In collecting the US unemployment rate, for instance, authorities from the Bureau of Labor Statistics (BLS) carefully design the survey to be representative of the entire US population. While they do not have the power to compel individuals to answer the questions, they can at least appeal to their sense of civic duty to participate, and they apparently enjoy a lot of success in achieving this end. The underlying data are collected carefully, consistently, and with integrity. It is intrusive, given that 60,000 households must agree to participate in a series of eight phone or face-to-face interviews conducted over a 16-month window. The end result, though, is a statistic that is almost universally trusted and that often moves markets the moment it is released.

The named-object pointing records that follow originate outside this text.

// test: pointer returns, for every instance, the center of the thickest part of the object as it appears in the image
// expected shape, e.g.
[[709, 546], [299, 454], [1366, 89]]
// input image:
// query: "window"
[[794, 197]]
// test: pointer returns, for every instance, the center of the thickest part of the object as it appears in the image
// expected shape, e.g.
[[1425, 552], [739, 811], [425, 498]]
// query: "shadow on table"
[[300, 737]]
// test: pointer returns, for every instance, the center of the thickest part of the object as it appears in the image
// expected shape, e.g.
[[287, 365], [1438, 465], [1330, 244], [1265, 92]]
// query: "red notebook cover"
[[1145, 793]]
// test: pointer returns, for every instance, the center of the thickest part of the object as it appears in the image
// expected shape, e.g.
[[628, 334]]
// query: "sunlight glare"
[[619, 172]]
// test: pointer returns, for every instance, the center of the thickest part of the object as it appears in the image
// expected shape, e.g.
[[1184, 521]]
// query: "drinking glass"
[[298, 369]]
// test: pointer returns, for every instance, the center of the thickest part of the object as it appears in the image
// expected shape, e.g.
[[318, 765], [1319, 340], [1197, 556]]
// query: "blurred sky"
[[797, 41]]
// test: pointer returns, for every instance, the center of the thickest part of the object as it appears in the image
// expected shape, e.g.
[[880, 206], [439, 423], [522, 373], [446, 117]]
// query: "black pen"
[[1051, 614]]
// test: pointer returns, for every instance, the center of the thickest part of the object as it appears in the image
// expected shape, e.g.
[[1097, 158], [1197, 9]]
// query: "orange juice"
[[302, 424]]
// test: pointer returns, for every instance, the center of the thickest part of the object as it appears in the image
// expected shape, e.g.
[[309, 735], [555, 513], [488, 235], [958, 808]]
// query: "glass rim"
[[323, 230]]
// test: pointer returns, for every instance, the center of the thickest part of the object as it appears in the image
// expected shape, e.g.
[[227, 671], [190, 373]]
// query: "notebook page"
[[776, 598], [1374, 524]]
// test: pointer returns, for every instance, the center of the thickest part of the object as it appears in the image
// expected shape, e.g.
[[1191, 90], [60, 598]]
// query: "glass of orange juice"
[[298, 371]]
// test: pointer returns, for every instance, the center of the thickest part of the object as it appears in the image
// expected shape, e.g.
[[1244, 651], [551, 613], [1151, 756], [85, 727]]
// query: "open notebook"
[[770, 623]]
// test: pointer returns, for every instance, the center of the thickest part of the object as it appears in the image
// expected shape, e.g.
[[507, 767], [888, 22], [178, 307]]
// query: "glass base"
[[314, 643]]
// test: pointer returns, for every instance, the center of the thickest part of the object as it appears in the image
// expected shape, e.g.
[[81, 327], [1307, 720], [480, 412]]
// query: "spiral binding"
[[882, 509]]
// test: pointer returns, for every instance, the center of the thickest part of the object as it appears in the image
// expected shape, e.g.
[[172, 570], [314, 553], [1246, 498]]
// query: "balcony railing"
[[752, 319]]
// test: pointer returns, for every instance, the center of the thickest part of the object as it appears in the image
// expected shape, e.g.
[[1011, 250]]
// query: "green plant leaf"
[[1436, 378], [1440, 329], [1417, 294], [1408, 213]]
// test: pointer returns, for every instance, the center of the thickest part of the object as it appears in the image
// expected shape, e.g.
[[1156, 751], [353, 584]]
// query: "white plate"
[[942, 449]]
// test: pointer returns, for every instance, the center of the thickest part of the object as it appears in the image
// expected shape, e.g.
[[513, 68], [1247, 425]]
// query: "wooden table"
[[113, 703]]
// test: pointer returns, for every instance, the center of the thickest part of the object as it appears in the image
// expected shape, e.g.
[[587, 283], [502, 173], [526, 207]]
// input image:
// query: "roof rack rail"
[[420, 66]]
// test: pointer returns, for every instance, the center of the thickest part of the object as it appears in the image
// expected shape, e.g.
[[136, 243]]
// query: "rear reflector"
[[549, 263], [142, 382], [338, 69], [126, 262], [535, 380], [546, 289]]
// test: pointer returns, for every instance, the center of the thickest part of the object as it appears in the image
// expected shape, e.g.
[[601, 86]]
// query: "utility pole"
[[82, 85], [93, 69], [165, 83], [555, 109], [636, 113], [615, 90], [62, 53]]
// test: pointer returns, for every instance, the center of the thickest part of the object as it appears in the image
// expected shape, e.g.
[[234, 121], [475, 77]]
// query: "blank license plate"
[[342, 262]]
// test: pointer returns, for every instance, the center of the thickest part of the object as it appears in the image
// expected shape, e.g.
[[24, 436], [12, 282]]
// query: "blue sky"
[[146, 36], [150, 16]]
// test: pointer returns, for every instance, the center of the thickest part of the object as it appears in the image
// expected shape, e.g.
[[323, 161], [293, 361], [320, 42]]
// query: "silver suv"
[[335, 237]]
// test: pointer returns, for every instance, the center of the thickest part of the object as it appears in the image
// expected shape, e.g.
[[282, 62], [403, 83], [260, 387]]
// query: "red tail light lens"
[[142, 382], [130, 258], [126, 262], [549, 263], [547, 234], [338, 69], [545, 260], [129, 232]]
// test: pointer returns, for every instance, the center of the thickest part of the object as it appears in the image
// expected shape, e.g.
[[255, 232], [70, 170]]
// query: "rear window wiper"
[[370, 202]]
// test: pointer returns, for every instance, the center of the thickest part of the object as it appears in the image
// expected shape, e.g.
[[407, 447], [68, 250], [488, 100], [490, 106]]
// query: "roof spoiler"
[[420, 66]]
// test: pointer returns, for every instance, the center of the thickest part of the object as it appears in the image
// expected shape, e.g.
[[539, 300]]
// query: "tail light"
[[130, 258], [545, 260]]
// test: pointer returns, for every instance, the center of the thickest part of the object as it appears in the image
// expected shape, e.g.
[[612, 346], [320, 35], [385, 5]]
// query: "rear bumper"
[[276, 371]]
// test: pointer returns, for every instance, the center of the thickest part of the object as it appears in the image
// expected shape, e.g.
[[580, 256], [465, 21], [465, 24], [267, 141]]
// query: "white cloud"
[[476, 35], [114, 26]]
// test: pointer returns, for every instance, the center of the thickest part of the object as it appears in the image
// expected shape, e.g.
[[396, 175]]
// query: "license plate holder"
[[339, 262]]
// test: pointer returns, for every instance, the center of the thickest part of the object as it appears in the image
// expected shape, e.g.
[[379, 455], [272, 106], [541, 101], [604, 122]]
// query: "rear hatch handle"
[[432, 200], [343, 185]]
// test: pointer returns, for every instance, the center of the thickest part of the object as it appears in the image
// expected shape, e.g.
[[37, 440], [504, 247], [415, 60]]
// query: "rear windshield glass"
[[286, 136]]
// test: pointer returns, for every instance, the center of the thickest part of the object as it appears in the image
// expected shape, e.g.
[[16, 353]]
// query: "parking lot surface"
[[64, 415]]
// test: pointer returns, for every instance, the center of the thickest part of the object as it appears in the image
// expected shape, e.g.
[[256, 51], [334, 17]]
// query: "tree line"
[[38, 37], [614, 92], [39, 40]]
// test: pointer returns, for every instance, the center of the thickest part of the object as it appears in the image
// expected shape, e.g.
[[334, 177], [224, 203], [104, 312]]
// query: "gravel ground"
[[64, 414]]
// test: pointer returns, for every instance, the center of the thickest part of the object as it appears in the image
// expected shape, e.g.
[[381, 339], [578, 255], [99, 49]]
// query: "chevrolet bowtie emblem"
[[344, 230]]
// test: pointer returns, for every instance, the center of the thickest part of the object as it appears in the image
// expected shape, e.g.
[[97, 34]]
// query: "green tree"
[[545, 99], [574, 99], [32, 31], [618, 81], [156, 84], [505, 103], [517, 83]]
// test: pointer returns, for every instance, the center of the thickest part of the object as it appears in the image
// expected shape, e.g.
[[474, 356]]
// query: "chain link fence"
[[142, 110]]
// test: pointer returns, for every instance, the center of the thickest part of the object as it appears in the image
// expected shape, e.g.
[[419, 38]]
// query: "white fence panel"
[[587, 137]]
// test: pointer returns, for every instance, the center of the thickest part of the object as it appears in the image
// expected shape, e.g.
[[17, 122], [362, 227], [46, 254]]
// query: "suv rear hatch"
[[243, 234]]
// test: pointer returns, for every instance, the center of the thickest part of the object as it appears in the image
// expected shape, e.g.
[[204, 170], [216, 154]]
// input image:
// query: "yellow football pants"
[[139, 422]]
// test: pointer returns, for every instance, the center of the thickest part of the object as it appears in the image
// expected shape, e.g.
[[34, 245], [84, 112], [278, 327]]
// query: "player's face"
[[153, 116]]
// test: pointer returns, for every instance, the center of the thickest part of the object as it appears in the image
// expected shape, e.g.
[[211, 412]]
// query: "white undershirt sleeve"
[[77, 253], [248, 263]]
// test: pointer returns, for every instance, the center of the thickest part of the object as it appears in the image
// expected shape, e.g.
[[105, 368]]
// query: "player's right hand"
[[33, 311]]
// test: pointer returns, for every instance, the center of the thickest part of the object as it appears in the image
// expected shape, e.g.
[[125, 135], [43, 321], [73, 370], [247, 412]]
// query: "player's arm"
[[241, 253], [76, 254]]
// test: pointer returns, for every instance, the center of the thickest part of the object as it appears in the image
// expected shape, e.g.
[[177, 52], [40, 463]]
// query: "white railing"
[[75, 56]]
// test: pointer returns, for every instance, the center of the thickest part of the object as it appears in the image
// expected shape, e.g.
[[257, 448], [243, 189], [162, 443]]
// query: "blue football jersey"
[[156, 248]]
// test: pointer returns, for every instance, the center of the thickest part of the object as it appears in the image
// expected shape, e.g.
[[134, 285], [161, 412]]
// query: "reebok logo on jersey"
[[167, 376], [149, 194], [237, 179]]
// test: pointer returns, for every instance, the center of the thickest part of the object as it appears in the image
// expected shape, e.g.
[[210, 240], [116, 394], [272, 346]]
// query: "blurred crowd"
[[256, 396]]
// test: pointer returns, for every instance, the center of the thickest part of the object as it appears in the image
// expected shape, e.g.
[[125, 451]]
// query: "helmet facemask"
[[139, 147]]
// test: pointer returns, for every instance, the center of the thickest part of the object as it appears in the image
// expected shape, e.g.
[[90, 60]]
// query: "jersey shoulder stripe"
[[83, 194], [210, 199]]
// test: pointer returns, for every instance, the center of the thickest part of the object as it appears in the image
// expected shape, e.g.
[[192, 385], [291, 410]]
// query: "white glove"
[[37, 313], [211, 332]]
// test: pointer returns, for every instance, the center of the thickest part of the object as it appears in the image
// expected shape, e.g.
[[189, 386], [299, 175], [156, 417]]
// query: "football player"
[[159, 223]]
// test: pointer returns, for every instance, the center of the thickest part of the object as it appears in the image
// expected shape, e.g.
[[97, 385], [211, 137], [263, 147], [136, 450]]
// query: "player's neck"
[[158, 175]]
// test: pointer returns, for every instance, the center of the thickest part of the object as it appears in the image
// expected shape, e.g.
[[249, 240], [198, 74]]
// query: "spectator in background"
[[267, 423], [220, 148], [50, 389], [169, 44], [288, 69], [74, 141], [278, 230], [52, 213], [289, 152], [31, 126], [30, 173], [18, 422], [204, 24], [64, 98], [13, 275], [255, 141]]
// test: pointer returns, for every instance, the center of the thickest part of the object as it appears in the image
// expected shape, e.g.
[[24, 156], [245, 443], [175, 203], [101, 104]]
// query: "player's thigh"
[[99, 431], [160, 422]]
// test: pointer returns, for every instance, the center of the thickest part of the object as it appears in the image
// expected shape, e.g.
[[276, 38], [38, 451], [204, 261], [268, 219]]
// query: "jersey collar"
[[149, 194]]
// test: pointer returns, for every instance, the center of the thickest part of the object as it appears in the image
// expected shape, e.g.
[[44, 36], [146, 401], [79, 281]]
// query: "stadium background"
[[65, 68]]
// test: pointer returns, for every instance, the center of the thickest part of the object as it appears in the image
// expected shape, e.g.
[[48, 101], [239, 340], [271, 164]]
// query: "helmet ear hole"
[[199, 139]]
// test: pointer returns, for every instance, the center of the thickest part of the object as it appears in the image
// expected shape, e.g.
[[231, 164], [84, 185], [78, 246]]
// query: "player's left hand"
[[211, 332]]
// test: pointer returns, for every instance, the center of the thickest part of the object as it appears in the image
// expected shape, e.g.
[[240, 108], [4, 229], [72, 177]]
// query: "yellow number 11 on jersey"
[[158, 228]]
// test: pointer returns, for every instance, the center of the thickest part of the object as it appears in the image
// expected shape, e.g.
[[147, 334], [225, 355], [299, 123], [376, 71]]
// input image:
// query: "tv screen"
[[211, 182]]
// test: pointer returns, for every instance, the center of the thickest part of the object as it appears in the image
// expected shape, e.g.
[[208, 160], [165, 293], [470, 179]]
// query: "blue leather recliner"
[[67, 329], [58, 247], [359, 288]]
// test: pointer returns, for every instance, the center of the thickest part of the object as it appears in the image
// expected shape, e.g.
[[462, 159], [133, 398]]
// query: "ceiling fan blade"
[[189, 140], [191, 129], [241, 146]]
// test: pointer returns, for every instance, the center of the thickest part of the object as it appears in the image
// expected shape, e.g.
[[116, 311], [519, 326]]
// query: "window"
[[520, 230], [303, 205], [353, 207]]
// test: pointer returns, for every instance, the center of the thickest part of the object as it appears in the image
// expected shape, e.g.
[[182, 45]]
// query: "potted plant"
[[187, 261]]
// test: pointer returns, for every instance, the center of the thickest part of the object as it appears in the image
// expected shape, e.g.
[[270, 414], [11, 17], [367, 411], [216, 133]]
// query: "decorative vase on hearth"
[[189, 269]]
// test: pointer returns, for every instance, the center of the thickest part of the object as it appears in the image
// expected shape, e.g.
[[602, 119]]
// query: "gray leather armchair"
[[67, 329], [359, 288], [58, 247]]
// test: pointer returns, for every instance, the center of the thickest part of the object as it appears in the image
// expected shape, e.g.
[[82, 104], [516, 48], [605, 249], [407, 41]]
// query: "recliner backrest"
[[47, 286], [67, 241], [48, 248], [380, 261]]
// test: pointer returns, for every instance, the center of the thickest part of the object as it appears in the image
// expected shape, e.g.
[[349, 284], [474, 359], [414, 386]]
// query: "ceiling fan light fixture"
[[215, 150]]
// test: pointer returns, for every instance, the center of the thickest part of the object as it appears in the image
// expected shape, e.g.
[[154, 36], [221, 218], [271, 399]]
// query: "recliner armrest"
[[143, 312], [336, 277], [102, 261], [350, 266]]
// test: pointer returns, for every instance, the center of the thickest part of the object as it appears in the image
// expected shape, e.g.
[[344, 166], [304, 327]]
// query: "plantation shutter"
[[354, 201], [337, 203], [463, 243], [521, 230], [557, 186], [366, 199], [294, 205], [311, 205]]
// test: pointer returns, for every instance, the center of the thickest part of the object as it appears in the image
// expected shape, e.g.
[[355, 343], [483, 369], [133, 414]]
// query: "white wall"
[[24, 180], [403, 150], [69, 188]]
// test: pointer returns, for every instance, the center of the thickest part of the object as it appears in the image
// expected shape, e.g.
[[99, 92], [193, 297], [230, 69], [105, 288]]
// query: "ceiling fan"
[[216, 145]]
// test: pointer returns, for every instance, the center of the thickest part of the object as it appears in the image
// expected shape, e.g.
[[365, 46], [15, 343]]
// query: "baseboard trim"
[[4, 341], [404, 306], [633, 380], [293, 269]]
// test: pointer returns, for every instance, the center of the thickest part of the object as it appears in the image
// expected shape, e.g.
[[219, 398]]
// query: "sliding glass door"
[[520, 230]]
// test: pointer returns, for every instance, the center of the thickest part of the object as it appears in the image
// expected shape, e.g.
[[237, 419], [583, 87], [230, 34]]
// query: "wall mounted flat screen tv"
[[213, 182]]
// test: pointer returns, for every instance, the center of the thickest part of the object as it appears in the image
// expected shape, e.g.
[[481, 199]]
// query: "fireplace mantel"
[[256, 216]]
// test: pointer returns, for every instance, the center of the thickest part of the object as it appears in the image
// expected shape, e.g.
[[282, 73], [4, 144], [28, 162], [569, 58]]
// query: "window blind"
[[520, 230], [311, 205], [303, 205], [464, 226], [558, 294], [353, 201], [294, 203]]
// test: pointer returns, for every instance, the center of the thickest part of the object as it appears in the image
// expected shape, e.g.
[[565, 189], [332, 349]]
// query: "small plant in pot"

One "big" data point that comes close is the ADP National Employment Report (NER), which is produced by ADP in conjunction with Moody's Analytics. We use big data sourced from ADP payroll information to create a preview of the next US employment report. The resultant statistic has considerable predictive power and is closely followed by market participants eager to know the looming jobs number. The ADP data themselves are highly detailed, though somewhat unrepresentative, allowing interested users of the data to dig very deeply into the nature of the US labor market.
The model we use to "nowcast" the employment report could, however, be used to calibrate big data-style analyses based on the ADP numbers. The leap of faith required here is that the detailed information captures relativities between groups tolerably well while also assuming that the "big picture" view provided by the BLS report accurately represents the target population.
The moral here is that you can potentially use small data to make big data analyses more representative. Using both forms of data allows you to have your cake and eat it too.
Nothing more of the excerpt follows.